When the price of group health insurance began to rise in the 1960s, businesses and lawmakers began experimenting with innovations to ease the pressure. In 1974, Congress introduced HRAs through the Employee Retirement Income Security Act (ERISA).
The first HRA was the group-coverage HRA. With a group-coverage HRA, businesses could offer both a group health insurance policy and an HRA. Many businesses used the HRA to ease the pain of choosing a lower-cost, high-deductible group policy; they gave employees allowance amounts equal to the deductible or reimbursed employees for items not covered under the group policy.
In the early 2000s, HRAs evolved to become a stand-alone benefit. At their height, stand-alone HRAs could be integrated with both group and individual coverage and businesses could offer unlimited allowance amounts. Businesses could also offer different allowance amounts to different employees dependent on job-based criteria, like an employee’s title.
HRAs were significantly limited by IRS interpretation of the Affordable Care Act in 2013. Following the release of IRS Notice 2013-54, only three HRAs were available: the group-coverage HRA, a stand-alone HRA set up for one person, and an HRA set up for retirees.
In 2016, Congress created a new HRA with the passage of the 21st Century Cures Act: the qualified small employer HRA (QSEHRA).

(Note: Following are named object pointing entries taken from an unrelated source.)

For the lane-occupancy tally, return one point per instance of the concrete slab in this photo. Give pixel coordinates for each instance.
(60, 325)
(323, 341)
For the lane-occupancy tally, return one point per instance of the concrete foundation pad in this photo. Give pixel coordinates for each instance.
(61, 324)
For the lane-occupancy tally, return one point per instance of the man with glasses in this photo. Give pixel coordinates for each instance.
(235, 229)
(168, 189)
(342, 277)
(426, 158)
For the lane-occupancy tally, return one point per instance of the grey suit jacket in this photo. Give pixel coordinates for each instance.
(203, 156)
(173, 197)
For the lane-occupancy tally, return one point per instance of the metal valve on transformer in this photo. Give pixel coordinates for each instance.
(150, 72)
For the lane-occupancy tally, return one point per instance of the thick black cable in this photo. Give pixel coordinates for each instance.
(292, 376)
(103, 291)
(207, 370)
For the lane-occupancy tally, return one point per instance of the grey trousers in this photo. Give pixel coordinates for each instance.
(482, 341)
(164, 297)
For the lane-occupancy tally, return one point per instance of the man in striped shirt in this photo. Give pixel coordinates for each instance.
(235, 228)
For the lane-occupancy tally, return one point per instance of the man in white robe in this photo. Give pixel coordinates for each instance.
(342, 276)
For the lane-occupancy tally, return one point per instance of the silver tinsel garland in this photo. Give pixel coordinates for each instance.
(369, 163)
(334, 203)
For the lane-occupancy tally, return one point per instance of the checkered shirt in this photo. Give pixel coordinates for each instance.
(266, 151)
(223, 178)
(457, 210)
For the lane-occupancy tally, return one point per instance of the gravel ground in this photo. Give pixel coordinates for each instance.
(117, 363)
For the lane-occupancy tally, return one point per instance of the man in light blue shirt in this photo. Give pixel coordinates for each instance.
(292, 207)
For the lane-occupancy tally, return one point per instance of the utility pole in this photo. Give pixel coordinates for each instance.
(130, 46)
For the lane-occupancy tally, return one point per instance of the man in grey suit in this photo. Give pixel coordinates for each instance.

With the QSEHRA, small businesses with fewer than 50 employees could offer an HRA governed by new rules specified in the legislation.
HRAs continue to expand and, in 2020, two new HRAs will be available: the individual-coverage HRA (ICHRA) and the excepted-benefit HRA. These HRAs will be available to businesses of all sizes, and will in some ways more closely resemble the stand-alone HRAs of the past.